The Code Property Graph¶
MATE primarily finds vulnerabilities by static program analysis over the target’s CPG, which combines representations of a program’s syntax, control-flow, and dependencies into a unified graph structure that can be queried to identify potential flaws. The MATE CPG consists of the target’s:
abstract syntax tree (AST)
call graph (CG)
control-flow graph (CFG)
inter-procedural control-flow graph (ICFG)

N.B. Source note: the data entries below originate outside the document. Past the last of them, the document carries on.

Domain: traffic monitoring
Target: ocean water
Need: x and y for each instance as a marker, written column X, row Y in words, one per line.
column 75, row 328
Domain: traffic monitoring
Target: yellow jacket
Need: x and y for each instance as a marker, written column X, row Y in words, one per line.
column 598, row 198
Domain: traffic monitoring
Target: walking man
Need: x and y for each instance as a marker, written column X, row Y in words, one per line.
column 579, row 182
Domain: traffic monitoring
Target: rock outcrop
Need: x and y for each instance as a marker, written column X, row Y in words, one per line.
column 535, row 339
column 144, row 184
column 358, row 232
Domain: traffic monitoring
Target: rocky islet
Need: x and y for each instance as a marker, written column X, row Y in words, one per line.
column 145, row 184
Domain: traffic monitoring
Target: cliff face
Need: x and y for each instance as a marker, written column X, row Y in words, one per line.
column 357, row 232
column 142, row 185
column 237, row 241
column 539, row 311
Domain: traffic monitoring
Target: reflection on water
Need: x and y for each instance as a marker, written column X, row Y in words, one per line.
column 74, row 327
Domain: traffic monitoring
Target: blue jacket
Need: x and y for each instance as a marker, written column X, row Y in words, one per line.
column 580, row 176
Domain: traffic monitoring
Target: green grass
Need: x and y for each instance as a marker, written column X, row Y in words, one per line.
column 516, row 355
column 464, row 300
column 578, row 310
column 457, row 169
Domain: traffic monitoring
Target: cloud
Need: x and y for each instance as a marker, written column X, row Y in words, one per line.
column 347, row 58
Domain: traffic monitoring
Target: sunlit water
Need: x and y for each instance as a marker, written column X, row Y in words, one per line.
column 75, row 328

inter-procedural dataflow-graph (DFG)
control-dependence graph (CDG)
points-to graph (PTG)
source-code to machine-code mapping
memory layout and DWARF type graph
The CPG is a labeled property graph, meaning a graph where every node or edge
has a collection of attributes, i.e. key/value pairs. For example, many of the
nodes in the CPG represent parts of the syntax of the input program, like
Function
nodes. Function
nodes have attributes like “name”, which can be
accessed through the Python query API.
See CPG Schema for detailed information about the various kinds of nodes, edges, and attributes in the CPG.
The CPG is stored in a PostgreSQL database.
General Guidelines¶
One of the central features of the MATE CPG is a comprehensive and accurate mapping between program representations that occur at different phases of compilation, from the source level (LLVM bitcode), through the LLVM middle-end, all the way to the binary and its embedded DWARF debugging information. Thus, the CPG contains three different representations of the input program corresponding to the following stages of compilation:
LLVM IR
LLVM middle-end (nodes and edges that start with “MI”)

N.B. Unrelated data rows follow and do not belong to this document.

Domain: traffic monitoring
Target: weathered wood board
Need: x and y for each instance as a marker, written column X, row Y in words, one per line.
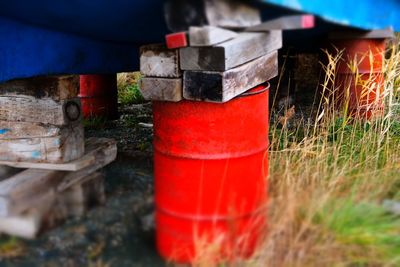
column 176, row 40
column 181, row 14
column 54, row 87
column 293, row 22
column 163, row 89
column 244, row 48
column 19, row 192
column 23, row 130
column 222, row 86
column 66, row 145
column 25, row 108
column 95, row 149
column 157, row 60
column 209, row 35
column 49, row 208
column 360, row 34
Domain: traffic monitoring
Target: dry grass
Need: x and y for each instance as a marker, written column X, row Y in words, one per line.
column 327, row 182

Binary (nodes and edges that start with “MC” and “ASM”)
DWARF (nodes and edges that start with “DWARF”)
The LLVM IR is considered the “default” representation, since it is most similar
to the source language (C/C++). Therefore, generic names like Function
,
Block
, Instruction
, and Argument
refer to LLVM IR constructs. Nodes
representing LLVM middle-end constructs have kinds prefixed by Machine
, and
binary-level node kinds are prefixed by ASM
.
Provenance¶
The various “layers” of the CPG are constructed by different tools.
abstract syntax tree (AST): ASTGraphWriter
call graph (CG): pointer analysis (see also LLVM middle-end passes)
control-flow graph (CFG): ASTGraphWriter for intra-procedural control-flow
inter-procedural control-flow graph (ICFG): pointer analysis
inter-procedural dataflow-graph (DFG): pointer analysis for flows through memory and calls) and ASTGraphWriter for intra-procedural flows
control-dependence graph (CDG): ASTGraphWriter
points-to graph (PTG): pointer analysis
source-code to machine-code mapping: machine-code mapping
memory layout and DWARF type graph: machine-code mapping